H sat down next to the man. “Who they say I was talkin’ to?”

“Cora Hobbs.”

“I wasn’t studyin’ no Hobbs girl,” H said, his rage lit anew. If there were rumors about him and a white woman, he would have hoped it would be someone prettier than his old sharecropping boss’s daughter.

“Boy, look atcha,” his cellmate said, his gaze so spiteful now that H grew suddenly, inexplicably afraid of the smaller, older man. “Don’t matter if you was or wasn’t. All they gotta do is say you was. That’s all they gotta do. You think cuz you all big and muscled up, you safe? Naw, dem white folks can’t stand the sight of you. Walkin’ round free as can be. Don’t nobody want to see a black man look like you walkin’ proud as a peacock. Like you ain’t got a lick of fear in you.” He rested his head against the cell wall and closed his eyes for a second. “How old you was when the war ended?”

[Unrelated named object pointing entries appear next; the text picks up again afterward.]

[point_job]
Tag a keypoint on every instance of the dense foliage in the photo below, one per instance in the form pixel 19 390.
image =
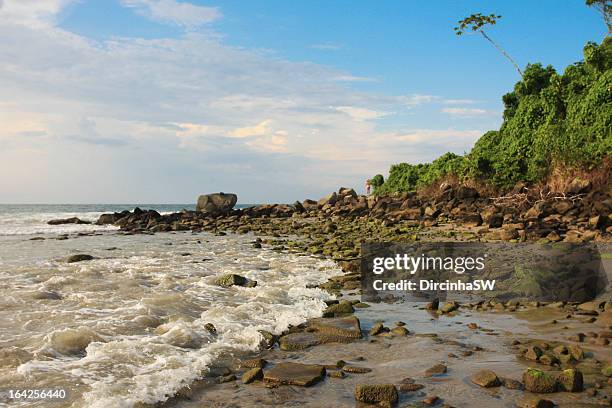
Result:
pixel 549 120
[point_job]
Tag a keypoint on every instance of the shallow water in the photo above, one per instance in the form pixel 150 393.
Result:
pixel 128 326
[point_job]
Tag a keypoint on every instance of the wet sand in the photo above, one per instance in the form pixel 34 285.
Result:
pixel 393 359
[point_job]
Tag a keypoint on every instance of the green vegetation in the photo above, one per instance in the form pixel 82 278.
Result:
pixel 550 121
pixel 604 7
pixel 477 23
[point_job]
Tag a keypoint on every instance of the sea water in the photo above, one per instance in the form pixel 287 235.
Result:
pixel 128 326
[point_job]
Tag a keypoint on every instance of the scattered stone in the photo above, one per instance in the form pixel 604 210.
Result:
pixel 231 279
pixel 342 308
pixel 411 387
pixel 336 330
pixel 355 369
pixel 377 329
pixel 538 381
pixel 298 341
pixel 336 373
pixel 79 258
pixel 533 353
pixel 400 331
pixel 227 378
pixel 217 203
pixel 486 378
pixel 449 307
pixel 252 375
pixel 512 384
pixel 72 220
pixel 303 375
pixel 431 400
pixel 531 401
pixel 433 305
pixel 437 369
pixel 571 380
pixel 254 363
pixel 376 393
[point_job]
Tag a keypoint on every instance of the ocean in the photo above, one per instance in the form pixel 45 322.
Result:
pixel 128 327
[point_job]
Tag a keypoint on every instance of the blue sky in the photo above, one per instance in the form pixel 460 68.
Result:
pixel 161 100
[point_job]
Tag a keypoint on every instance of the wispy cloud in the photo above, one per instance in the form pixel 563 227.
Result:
pixel 174 12
pixel 326 46
pixel 353 78
pixel 458 101
pixel 361 114
pixel 467 112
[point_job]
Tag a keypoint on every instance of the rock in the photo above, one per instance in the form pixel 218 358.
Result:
pixel 73 220
pixel 433 305
pixel 336 374
pixel 508 234
pixel 344 307
pixel 330 199
pixel 571 380
pixel 336 330
pixel 449 307
pixel 231 279
pixel 269 339
pixel 464 192
pixel 227 378
pixel 512 384
pixel 217 203
pixel 377 329
pixel 298 341
pixel 437 369
pixel 400 331
pixel 355 369
pixel 254 363
pixel 105 219
pixel 303 375
pixel 496 220
pixel 79 258
pixel 252 375
pixel 531 401
pixel 486 378
pixel 538 381
pixel 533 353
pixel 578 186
pixel 412 387
pixel 376 393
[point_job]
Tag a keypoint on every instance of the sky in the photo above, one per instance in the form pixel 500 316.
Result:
pixel 135 101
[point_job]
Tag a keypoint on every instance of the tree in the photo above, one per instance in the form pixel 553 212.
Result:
pixel 605 8
pixel 477 23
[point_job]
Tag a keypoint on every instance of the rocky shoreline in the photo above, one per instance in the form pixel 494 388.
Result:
pixel 574 367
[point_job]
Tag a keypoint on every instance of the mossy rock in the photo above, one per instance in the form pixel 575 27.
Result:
pixel 538 381
pixel 571 380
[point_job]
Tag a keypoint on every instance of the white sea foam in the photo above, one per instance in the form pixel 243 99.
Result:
pixel 28 223
pixel 130 325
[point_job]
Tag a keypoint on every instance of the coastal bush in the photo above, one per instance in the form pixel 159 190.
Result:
pixel 550 121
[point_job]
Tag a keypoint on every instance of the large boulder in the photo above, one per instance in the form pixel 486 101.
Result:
pixel 217 203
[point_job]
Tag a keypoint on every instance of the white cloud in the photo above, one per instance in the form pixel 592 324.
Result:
pixel 458 101
pixel 326 46
pixel 167 119
pixel 260 129
pixel 174 12
pixel 361 114
pixel 32 13
pixel 467 112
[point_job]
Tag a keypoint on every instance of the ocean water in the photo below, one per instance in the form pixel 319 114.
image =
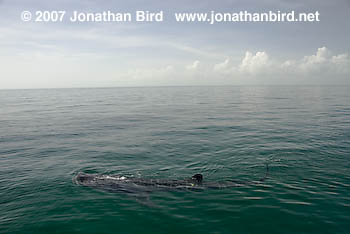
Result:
pixel 303 133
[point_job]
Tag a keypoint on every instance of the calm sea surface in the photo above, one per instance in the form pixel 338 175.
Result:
pixel 303 133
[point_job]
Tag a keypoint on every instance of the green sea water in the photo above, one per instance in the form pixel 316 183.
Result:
pixel 303 133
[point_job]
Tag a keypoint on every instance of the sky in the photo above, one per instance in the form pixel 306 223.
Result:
pixel 169 53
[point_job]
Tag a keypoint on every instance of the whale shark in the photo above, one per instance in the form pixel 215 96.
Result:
pixel 128 184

H tried to count back, but he’d never been very good at numbers, and the Civil War was so long ago that the numbers climbed higher than H could reach. “Not sure. ’Bout thirteen, I reckon,” he said.

“Mm-hmm. See, that’s what I thought. You was young. Slavery ain’t nothin’ but a dot in your eye, huh? If nobody tell you, I’ma tell you. War may be over but it ain’t ended.”

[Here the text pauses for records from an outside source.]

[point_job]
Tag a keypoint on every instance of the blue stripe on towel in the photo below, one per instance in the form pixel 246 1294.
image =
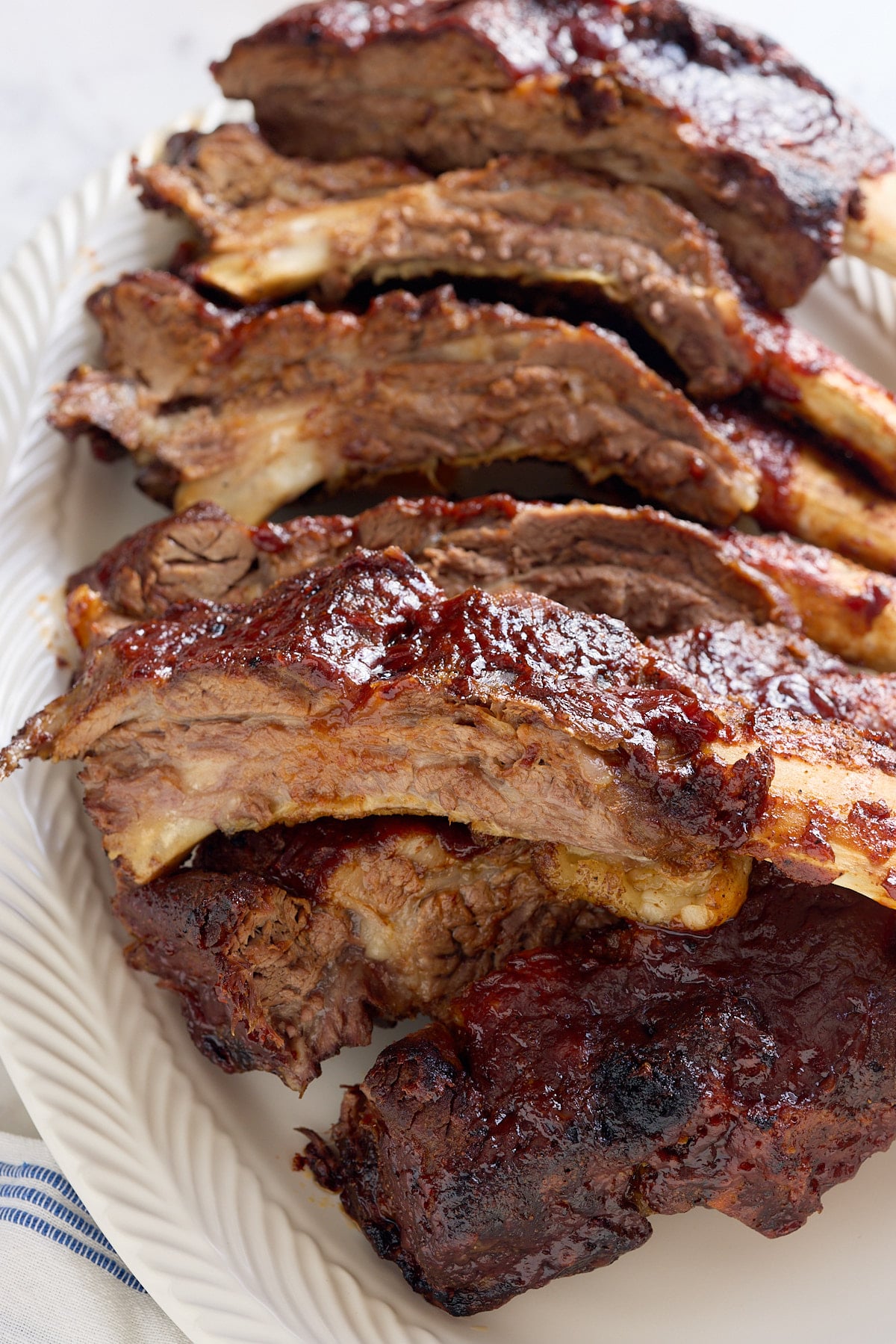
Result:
pixel 33 1195
pixel 31 1171
pixel 81 1236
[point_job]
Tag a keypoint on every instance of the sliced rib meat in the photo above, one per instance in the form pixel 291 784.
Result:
pixel 656 573
pixel 254 410
pixel 287 945
pixel 363 690
pixel 645 568
pixel 656 93
pixel 527 220
pixel 578 1091
pixel 778 669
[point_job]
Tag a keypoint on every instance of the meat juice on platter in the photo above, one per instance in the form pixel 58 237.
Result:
pixel 608 792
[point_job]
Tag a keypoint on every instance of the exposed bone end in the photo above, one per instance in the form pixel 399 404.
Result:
pixel 273 462
pixel 92 620
pixel 874 237
pixel 37 740
pixel 650 893
pixel 842 607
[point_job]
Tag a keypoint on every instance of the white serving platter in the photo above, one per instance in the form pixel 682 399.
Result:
pixel 186 1170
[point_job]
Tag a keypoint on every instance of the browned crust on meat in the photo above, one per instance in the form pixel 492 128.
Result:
pixel 253 410
pixel 579 1091
pixel 644 93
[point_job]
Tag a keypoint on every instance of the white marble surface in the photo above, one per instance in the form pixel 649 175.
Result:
pixel 81 81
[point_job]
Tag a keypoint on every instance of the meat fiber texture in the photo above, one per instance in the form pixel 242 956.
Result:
pixel 657 93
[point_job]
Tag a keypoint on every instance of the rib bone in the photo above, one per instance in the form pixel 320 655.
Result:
pixel 276 403
pixel 536 220
pixel 872 235
pixel 656 573
pixel 656 92
pixel 361 690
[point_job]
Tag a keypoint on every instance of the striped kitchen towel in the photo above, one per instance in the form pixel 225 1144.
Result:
pixel 60 1281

The man closed his eyes again. He let his head roll against the wall, this way, then that. He looked tired, and H wondered how long he’d been sitting in that cell.

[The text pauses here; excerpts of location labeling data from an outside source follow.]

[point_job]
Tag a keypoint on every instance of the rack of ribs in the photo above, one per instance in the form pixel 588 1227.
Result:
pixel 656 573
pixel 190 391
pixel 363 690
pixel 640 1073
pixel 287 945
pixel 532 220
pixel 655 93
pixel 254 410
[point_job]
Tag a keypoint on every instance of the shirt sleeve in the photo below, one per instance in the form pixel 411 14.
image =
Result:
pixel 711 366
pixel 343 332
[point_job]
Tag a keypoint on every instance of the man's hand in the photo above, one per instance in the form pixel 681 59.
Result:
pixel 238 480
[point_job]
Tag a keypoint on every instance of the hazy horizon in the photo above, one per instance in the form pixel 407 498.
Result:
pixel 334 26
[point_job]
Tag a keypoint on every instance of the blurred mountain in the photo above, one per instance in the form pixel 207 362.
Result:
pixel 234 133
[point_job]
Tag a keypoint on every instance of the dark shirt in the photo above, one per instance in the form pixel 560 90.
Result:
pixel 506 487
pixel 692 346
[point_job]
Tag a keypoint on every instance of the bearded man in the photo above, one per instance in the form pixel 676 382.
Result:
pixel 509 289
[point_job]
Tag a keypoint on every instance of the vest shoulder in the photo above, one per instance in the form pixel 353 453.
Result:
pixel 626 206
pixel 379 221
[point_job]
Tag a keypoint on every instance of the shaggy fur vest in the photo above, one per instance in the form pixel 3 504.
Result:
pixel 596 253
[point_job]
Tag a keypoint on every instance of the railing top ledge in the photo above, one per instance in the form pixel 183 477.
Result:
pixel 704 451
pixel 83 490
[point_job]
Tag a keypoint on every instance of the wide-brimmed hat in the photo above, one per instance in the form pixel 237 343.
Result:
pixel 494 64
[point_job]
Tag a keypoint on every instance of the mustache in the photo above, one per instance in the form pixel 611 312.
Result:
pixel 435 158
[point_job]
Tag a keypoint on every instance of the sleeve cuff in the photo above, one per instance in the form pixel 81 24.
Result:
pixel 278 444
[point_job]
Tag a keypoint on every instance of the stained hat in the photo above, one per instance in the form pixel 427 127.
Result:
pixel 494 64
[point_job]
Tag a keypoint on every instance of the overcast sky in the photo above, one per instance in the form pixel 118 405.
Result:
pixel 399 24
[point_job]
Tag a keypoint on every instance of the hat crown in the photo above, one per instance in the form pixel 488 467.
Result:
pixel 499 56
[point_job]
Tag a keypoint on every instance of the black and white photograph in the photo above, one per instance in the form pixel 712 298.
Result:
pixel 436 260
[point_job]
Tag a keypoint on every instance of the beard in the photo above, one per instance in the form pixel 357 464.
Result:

“My name’s H,” he finally said, a peace offering.

“H ain’t no kind of name,” his cellmate said, never opening his eyes.

“It’s the only one I got,” H said.

Soon the man fell asleep. H listened to him snore, watched the rise and fall of his chest. The day the war ended, H had left his old master’s plantation and began to walk from Georgia to Alabama. He’d wanted new sights and sounds to go with his newfound freedom. He was so happy to be free. Everyone he knew was just happy to be free. But it didn’t last long.



H spent the next four days in the county jail. On the second day, the guards took his cellmate away. He didn’t know where. When they finally came for H, the guards wouldn’t tell him what the charge was, only that he had to pay the ten-dollar fine by the end of the night.

“I only got five dollars saved,” H said. It had taken him nearly ten years of sharecropping to put away that much.

“Maybe your family can help,” the chief deputy said, but he was already walking away, on to the next person.

“Ain’t got no family,” H said to no one. He had made the walk from Georgia to Alabama by himself. He was used to being alone, but Alabama had turned H’s loneliness into something like a physical presence. He could hold it when he went to bed at night. It was in the handle of his hoe, in the puffs of cotton that floated away.

He was eighteen when he met his woman, Ethe. By then he’d gotten so big that no one ever crossed him. He could walk into a room and watch it clear as men and women made way for him. But Ethe always stood her ground. She was the most solid woman he’d ever met, and his relationship with her was the longest he’d had a relationship with anyone at all. He would have asked her for her help now, but she hadn’t talked to him since the day he called her by another woman’s name. He had been wrong to cheat on her, wronger still to lie. He couldn’t call Ethe now, not with this shame hanging over him. He’d heard of black women coming to the jailhouse to look for their sons or husbands and being taken into a back room by the policemen, told that there were other ways to pay a fine. No, H thought, Ethe would be better off without him.

By sunrise the next morning, on a sweltering July day in 1880, H was chained to ten other men and sold by the state of Alabama to work the coal mines just outside of Birmingham.



“Next,” the pit boss shouted, and the chief deputy shoved H in front of him. H had been watching them check each of the ten men who’d been chained to him on the train ride there. H wasn’t even sure he could call some of them men. He saw a boy no older than twelve, shivering in the corner of the train. When they’d pushed that boy in front of the pit boss, he’d peed himself, tears running down his face all the while, until he looked like he himself would melt down into the puddle of wet at his feet. The boy was so young, he’d probably never seen a whip like the one the pit boss had laid out on his desk, only heard about them in the nightmarish stories his parents told.